Paperback review by Harriet
Marie-Laure sits on her bed with the window open and travels her hands over her father’s model of the city. Her fingers pass the ship-builders’ sheds on the rue de Chartres, pass Madame Ruelle’s bakery on the rue Robert Surcouf. In her imagination she hears the bakers sliding about on the flour-slick floor, moving in the way she imagines ice-skaters must move, baking loaves in the same four-hundred-year-old oven that Monsieur Ruelle’s grandfather used. Her fingers pass the cathedral steps – here an old man clips roses in a garden; here, beside the library, crazy Hubert Bazin murmurs to himself as he peers with his one eye into an empty wine bottle.
Anthony Doerr has done well with this novel – last year he won the Pulitzer Prize, and it’s recently been announced that he’s a joint winner of the Carnegie Medal for Fiction. I think the judges were right. This is a magnificent book, which manages to be both breathtaking in its scope and wonderfully delicate in its depiction of the hearts and minds, the feelings and the perceptions of its two young protagonists.
Moving around between 1934 and 1974, with an epilogue in 2014, this is the story of French Marie-Laure and German Werner. Their two lives run in parallel, in alternating chapters. Will they ever meet? We have to assume so, as in the first part of the book, set in 1944, they are both in St Malo, on the north coast of Brittany in France, but how and when remains a mystery for a long time.

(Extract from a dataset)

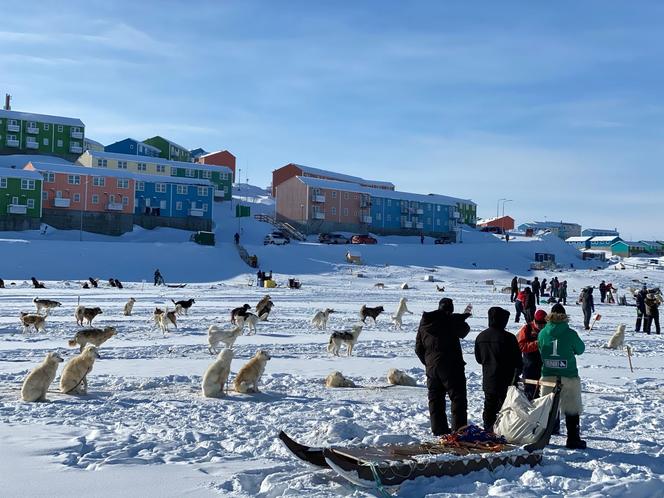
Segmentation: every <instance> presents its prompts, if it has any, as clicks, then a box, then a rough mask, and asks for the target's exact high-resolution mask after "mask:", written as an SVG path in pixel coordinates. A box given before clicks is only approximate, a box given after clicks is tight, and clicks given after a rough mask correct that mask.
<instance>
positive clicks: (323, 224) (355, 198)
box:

Marie-Laure’s life begins in Paris, where she lives with her widowed father, who works as a locksmith at an important museum. Blind since six, she goes with him to the musem every day, learns through touch about rocks, minerals and shellfish, and reads the Braille books he buys for her. He also constructs a miniature model of their neighbourhood, which she has to learn to navigate, and eventually she will be able to make her way through the Paris streets without help.
Werner’s life is as different as it could possibly be. With his beloved younger sister Jutte, he lives in an orphanage in a mining town outside Essen in Germany. It is a kindly place, despite being deprived of any luxuries or even comforts, and the woman who runs it, Elena, is from Alsace, so the children get used to hearing French spoken. One day they find a broken, discarded radio, and Werner gets it working, enabling them to listen to mysterious broadcasts in French in which education and philosophy mingle with glorious classical music.
The war comes. Werner, who has become expert at fixing radios, is whisked away to an elite training school where his hair is tested for blondness, his body measurements taken, and his fitness assessed. Passed as suitably Aryan, he joins other fourteen–year-olds in a punishingly brutal regime, and is subjected to propoganda that he initally accepts. In Paris, meanwhile, things becomes increasingly frightening, and Marie-Laure and her father make their way, with great difficulty, to St Malo, where her father’s uncle has a large house, and where she learns again to navigate through another of her father’s models. Yes, the Germans are there, but life is marginally more tolerable..
Writing about it like this makes it sound rather pedestrian, but it really isn’t. The main action of the novel takes place during the war, and though I’ve read any number of novels set during this period, I don’t remember any bringing it closer to home than this one. I’ve seen it compared to Irene Nemirovsky’s Suite Francaise, which indeed would be an interesting companion piece for it, but one thing that makes it stand out is the way it depicts the German side of things. One review I read actually criticised it for being sympathetic to Germany, which it absolutely is not – or rather, it is certainly not sympathetic to the Nazi regime and its perpetrators. But yes, it shows some ordinary German soldiers who are as confused and stressed by what they are called upon to do as any human being in the same circumstances would be. They are mostly young boys, brainwashed by propoganda, exhausted and traumatised by their experiences in the field, and it’s impossible not to feel some sympathy for them. And at the same time, of course, we are witness to the increasingly terrible life of the inhabitants of St Malo – the privations, the agonising disappearances, the bravery and the fear of discovery.
The twists and turns and subtleties of this complex story, all 530 pages of, make it a real page turner. But that’s not all. The writing and imagery are superb, sensuous and evocative. Whether he’s capturing Marie-Laure’s appreciation of her sightless world, quite as rich, probably richer, than that of a sighted person, or encompassing the great sweep of armies on the move, every word is a pleasure to read. This is a novel of great humanity. It’s about survival and endurance, about love and fate and history. Bad things happen, tragedies occur, and yet it’s ultimately suprisingly uplifting and hopeful. Read it!
Harriet is one of the editors of Shiny New Books, and lives near St Malo, which is happily a much nicer place than it was in 1944.
Anthony Doerr, All the Light We Cannot See (Fourth Estate: London, 2015). 9780008138301, 532pp., paperback.